A new study, “Humanity’s diverse predatory niche and its ecological consequences,” published in the journal Communications Biology in June 2023, analyzes the influence of human predation on animal species survival. The study reveals that humans capture more terrestrial exotic vertebrate species for medicine, the pet trade, and other uses, than we do for food.
This type of predatory behavior indicates that humans are a different kind of apex predator than those that exist in other ecosystems, who mostly just kill what they need to survive. Instead, humans target species for purposes outside of what is immediately necessary to us for survival. For this reason, while predation usually refers to catching and killing prey for food, the authors defined it as “any use that removes individuals from wild populations, lethally or otherwise, via processes ranging from local subsistence to global commercial harvesting and trade” for the purposes of their study.
Humans Have an Ecological Affect 1,300 Times Greater than that of Comparable Predators
Although the ecological impacts of prominent predators including wolves, bears, and orcas are well studied, modern human predator ecology is vastly less understood or quantified. To address this discrepancy, the researchers explored how human prey choices vary depending on geography and how our predatory motivations, from areas including the exotic pet trade, hunting, and fishing, affect prey animal species’ extinction risk.
To conduct the study, the team analyzed data from the International Union for Conservation of Nature (IUCN) to categorize how approximately 47,000 vertebrate species are used. The team then quantified how many of these uses were both human-driven and a serious threat to the survival of the species, ultimately determining the degree to which a species was endangered by human predation.
According to their analysis, humans target about 15,000 total wild vertebrate species for a diverse range of uses; equivalent to one third of all such species on Earth. This number is a staggering five to 300 times the number of species targeted by other similarly wide-ranging predators, like sharks, birds of prey, and large carnivores.

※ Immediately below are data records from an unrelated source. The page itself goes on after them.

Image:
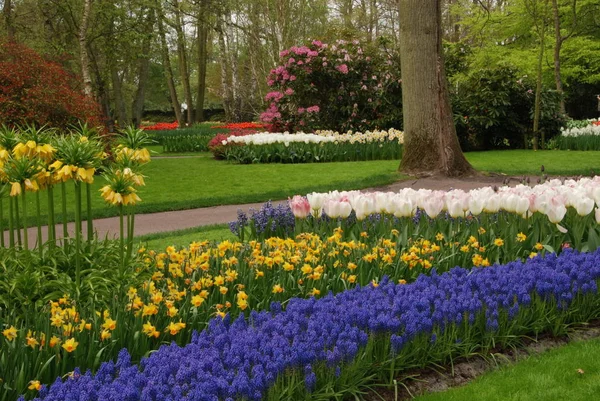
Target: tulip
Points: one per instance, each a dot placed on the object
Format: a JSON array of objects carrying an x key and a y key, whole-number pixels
[
  {"x": 584, "y": 206},
  {"x": 300, "y": 206}
]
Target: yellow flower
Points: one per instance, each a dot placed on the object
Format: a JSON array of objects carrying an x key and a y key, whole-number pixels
[
  {"x": 54, "y": 341},
  {"x": 35, "y": 385},
  {"x": 105, "y": 335},
  {"x": 15, "y": 189},
  {"x": 70, "y": 345},
  {"x": 150, "y": 330},
  {"x": 197, "y": 300},
  {"x": 31, "y": 342},
  {"x": 109, "y": 324},
  {"x": 10, "y": 333},
  {"x": 174, "y": 328}
]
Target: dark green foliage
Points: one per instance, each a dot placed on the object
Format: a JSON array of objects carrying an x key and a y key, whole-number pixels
[{"x": 493, "y": 109}]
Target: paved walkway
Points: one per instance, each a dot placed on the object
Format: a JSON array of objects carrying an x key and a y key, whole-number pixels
[{"x": 177, "y": 220}]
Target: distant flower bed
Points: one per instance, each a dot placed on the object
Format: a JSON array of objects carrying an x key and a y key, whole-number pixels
[
  {"x": 162, "y": 126},
  {"x": 323, "y": 146},
  {"x": 579, "y": 136}
]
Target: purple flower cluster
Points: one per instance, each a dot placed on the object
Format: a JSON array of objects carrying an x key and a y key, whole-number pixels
[{"x": 242, "y": 359}]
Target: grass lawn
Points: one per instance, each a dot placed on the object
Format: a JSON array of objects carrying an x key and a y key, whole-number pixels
[
  {"x": 517, "y": 162},
  {"x": 550, "y": 376},
  {"x": 183, "y": 238},
  {"x": 186, "y": 183}
]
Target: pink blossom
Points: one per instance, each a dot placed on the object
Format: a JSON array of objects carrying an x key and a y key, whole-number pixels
[{"x": 343, "y": 68}]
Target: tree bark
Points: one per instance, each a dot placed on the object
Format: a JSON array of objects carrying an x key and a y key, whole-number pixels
[
  {"x": 8, "y": 20},
  {"x": 164, "y": 48},
  {"x": 83, "y": 48},
  {"x": 137, "y": 107},
  {"x": 183, "y": 63},
  {"x": 202, "y": 29},
  {"x": 430, "y": 142}
]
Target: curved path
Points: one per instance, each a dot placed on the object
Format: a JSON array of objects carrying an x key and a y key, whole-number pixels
[{"x": 176, "y": 220}]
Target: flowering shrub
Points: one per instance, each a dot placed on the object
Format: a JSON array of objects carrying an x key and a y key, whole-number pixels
[
  {"x": 162, "y": 126},
  {"x": 315, "y": 342},
  {"x": 324, "y": 146},
  {"x": 39, "y": 92},
  {"x": 344, "y": 85}
]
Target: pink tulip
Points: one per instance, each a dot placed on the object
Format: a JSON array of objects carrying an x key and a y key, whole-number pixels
[{"x": 300, "y": 206}]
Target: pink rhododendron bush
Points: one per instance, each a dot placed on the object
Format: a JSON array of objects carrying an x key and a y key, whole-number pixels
[{"x": 342, "y": 86}]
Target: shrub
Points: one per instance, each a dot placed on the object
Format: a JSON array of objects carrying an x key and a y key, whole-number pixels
[
  {"x": 344, "y": 86},
  {"x": 39, "y": 92},
  {"x": 494, "y": 108}
]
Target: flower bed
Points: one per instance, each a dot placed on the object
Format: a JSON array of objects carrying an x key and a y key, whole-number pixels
[
  {"x": 340, "y": 343},
  {"x": 580, "y": 137},
  {"x": 323, "y": 146}
]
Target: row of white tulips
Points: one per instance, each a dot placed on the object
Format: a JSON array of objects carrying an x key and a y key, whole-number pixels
[
  {"x": 266, "y": 138},
  {"x": 584, "y": 131},
  {"x": 551, "y": 198}
]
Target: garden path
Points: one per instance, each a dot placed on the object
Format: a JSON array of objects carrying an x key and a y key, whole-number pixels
[{"x": 182, "y": 219}]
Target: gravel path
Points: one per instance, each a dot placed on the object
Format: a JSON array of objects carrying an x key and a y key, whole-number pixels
[{"x": 177, "y": 220}]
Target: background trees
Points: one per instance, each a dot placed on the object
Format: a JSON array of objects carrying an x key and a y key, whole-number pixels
[{"x": 150, "y": 57}]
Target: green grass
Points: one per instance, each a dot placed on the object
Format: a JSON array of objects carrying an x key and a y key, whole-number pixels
[
  {"x": 517, "y": 162},
  {"x": 550, "y": 376},
  {"x": 183, "y": 238},
  {"x": 187, "y": 183}
]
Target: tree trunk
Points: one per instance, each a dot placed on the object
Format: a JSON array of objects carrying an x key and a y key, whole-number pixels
[
  {"x": 120, "y": 110},
  {"x": 225, "y": 87},
  {"x": 164, "y": 48},
  {"x": 8, "y": 20},
  {"x": 202, "y": 59},
  {"x": 137, "y": 107},
  {"x": 538, "y": 87},
  {"x": 557, "y": 49},
  {"x": 183, "y": 63},
  {"x": 430, "y": 142},
  {"x": 83, "y": 48}
]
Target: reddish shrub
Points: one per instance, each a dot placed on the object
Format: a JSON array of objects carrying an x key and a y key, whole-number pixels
[{"x": 37, "y": 91}]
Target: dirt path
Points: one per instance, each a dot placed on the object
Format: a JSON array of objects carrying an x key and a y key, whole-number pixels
[{"x": 177, "y": 220}]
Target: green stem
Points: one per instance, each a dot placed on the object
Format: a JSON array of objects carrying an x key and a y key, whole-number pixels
[
  {"x": 51, "y": 221},
  {"x": 2, "y": 222},
  {"x": 11, "y": 226},
  {"x": 25, "y": 233},
  {"x": 130, "y": 229},
  {"x": 17, "y": 221},
  {"x": 88, "y": 193},
  {"x": 77, "y": 234},
  {"x": 39, "y": 221},
  {"x": 121, "y": 236},
  {"x": 63, "y": 188}
]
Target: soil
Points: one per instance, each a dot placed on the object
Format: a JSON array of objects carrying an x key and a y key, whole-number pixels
[{"x": 423, "y": 381}]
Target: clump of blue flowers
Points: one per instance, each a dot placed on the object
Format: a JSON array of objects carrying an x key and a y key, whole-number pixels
[{"x": 315, "y": 339}]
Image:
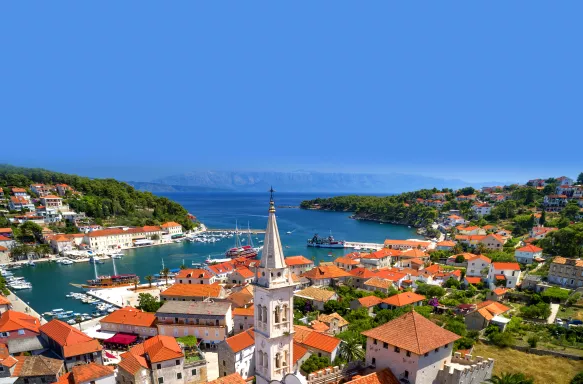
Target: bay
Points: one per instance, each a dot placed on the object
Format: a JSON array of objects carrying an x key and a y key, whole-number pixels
[{"x": 51, "y": 281}]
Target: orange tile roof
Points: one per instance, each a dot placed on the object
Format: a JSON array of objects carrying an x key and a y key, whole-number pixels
[
  {"x": 241, "y": 340},
  {"x": 130, "y": 316},
  {"x": 298, "y": 260},
  {"x": 500, "y": 291},
  {"x": 298, "y": 352},
  {"x": 412, "y": 332},
  {"x": 382, "y": 253},
  {"x": 321, "y": 342},
  {"x": 249, "y": 311},
  {"x": 90, "y": 372},
  {"x": 170, "y": 224},
  {"x": 378, "y": 282},
  {"x": 73, "y": 341},
  {"x": 327, "y": 319},
  {"x": 159, "y": 348},
  {"x": 384, "y": 376},
  {"x": 233, "y": 378},
  {"x": 506, "y": 266},
  {"x": 402, "y": 299},
  {"x": 13, "y": 320},
  {"x": 473, "y": 280},
  {"x": 530, "y": 248},
  {"x": 326, "y": 272},
  {"x": 194, "y": 273},
  {"x": 488, "y": 309},
  {"x": 193, "y": 290},
  {"x": 369, "y": 301}
]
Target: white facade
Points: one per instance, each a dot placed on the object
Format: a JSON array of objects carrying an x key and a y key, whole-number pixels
[
  {"x": 418, "y": 369},
  {"x": 511, "y": 276},
  {"x": 273, "y": 309}
]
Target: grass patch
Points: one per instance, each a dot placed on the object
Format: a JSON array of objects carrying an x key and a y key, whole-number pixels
[{"x": 544, "y": 369}]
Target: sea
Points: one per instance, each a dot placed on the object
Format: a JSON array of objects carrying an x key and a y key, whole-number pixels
[{"x": 51, "y": 282}]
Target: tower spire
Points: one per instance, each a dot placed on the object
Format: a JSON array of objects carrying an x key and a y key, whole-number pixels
[{"x": 272, "y": 252}]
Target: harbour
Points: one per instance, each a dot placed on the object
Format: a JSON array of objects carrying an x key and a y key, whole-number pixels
[{"x": 51, "y": 282}]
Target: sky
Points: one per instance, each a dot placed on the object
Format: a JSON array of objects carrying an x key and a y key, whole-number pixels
[{"x": 139, "y": 90}]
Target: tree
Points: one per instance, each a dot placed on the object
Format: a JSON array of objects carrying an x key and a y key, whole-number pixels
[
  {"x": 351, "y": 349},
  {"x": 510, "y": 378},
  {"x": 148, "y": 303},
  {"x": 578, "y": 379},
  {"x": 165, "y": 274}
]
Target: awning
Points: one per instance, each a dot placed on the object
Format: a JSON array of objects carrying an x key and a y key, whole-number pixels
[{"x": 122, "y": 339}]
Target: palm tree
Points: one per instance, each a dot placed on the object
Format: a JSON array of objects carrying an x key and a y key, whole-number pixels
[
  {"x": 351, "y": 349},
  {"x": 165, "y": 272},
  {"x": 510, "y": 378}
]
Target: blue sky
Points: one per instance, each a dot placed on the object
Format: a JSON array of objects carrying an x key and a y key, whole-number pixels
[{"x": 138, "y": 90}]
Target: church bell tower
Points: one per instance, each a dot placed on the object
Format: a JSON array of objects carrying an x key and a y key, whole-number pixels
[{"x": 273, "y": 302}]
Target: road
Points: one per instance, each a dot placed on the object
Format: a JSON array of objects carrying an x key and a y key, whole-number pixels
[{"x": 554, "y": 311}]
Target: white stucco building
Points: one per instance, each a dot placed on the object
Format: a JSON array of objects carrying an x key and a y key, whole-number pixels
[{"x": 274, "y": 289}]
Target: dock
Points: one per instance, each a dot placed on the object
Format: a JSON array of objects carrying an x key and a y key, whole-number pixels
[
  {"x": 241, "y": 231},
  {"x": 354, "y": 244}
]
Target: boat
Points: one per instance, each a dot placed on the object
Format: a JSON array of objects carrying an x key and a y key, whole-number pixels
[
  {"x": 325, "y": 242},
  {"x": 94, "y": 260},
  {"x": 246, "y": 251},
  {"x": 114, "y": 281},
  {"x": 214, "y": 261}
]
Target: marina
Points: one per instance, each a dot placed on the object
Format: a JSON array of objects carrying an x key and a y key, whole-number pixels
[{"x": 53, "y": 279}]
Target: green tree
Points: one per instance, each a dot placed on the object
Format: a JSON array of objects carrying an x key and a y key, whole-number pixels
[
  {"x": 510, "y": 378},
  {"x": 578, "y": 378},
  {"x": 165, "y": 273},
  {"x": 148, "y": 303},
  {"x": 351, "y": 349}
]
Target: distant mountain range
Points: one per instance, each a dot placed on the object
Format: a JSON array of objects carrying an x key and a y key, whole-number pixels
[{"x": 299, "y": 181}]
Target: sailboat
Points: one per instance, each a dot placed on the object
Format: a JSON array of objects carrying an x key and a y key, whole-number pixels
[{"x": 246, "y": 251}]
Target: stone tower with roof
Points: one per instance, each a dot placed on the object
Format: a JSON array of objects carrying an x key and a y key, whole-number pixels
[{"x": 273, "y": 301}]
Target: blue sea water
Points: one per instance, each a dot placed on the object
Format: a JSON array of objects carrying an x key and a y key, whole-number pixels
[{"x": 51, "y": 282}]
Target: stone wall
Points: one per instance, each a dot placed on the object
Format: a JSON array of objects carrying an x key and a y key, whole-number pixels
[{"x": 473, "y": 371}]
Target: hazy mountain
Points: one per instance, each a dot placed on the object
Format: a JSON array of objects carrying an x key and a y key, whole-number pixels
[
  {"x": 156, "y": 187},
  {"x": 305, "y": 181}
]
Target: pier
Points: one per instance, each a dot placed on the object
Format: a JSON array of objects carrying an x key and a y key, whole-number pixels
[
  {"x": 354, "y": 244},
  {"x": 241, "y": 231}
]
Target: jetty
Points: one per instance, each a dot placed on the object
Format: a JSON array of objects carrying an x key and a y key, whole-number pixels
[{"x": 355, "y": 244}]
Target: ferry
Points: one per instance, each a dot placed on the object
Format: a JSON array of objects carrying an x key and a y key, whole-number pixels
[
  {"x": 115, "y": 281},
  {"x": 325, "y": 242}
]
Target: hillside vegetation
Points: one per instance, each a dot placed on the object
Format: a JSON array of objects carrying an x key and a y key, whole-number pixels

Troublingly, the researchers discovered that our ecological impact is 1,300 times larger than that of comparable predators.
Human Action Has an Especially Big Impact on Ocean Life, Birds, and Animals Targeted in the Pet Trade
When the authors assessed species by habitat, they found that humans have the greatest impact on animals living in the ocean. It turns out that humans exploit 43% of the marine species examined in the study (mostly fish), with 72% of marine and freshwater fish species being used for food. Taxonomically, birds were the most predated group, with 46 percent of evaluated species used in some way (many captured for the pet trade). For the terrestrial animals, use as pets was almost twice as common (74%) as food use (39%). Sport hunting and other forms of collection (i.e., for trophies) accounted for 8% of the use of exploited terrestrial species.
Overall, they discovered that only about half of the species which humans target are used for consumption. The other half are mostly used as pets or for clothes, animal feed, poison, and manufacturing chemicals. Animals most frequently taken from the wild to support the pet trade included birds, reptiles, and fish.
Perhaps the biggest takeaway? Altogether, almost 40 percent of the animal species used by humans are threatened by human exploitation. Most troubling? These results are likely severe underestimates of the true extent to which human predation threatens large groups of animals—potentially eventually to the brink of extinction—if we fail to pay closer attention.
Human Activity Has Far-Reaching Consequences Even for Animals We Do Not Target
These findings suggest that other animal species not included in this study may also be susceptible to substantial human-driven population loss. As stated by the authors, “continued overexploitation will likely bear profound consequences for biodiversity and ecosystem function.” In other words, the loss of these animals, many of whom serve crucial and individualistic functions in their respective ecosystems, will indirectly harm the surrounding environment and organisms by extension. For the most part, we still do not know how devastating these losses could be to ecosystems, or if they are at all reparable.
Many of the largely unregulated uses of animals, like those captured for the cruel exotic pet trade, have an unquantifiable impact on animal populations in the wild. Even if we successfully monitor how many animals are physically sold into the pet trade, we will likely never know the number of animals lost to largely uncontrollable factors including the violent harvesting process, egregious conditions at exotic animal markets, and transport conditions that ultimately result in the additional deaths of countless animals. If we do not limit our insatiable and unsustainable use of these animals now, we may live to see a future in which they cease to exist at all.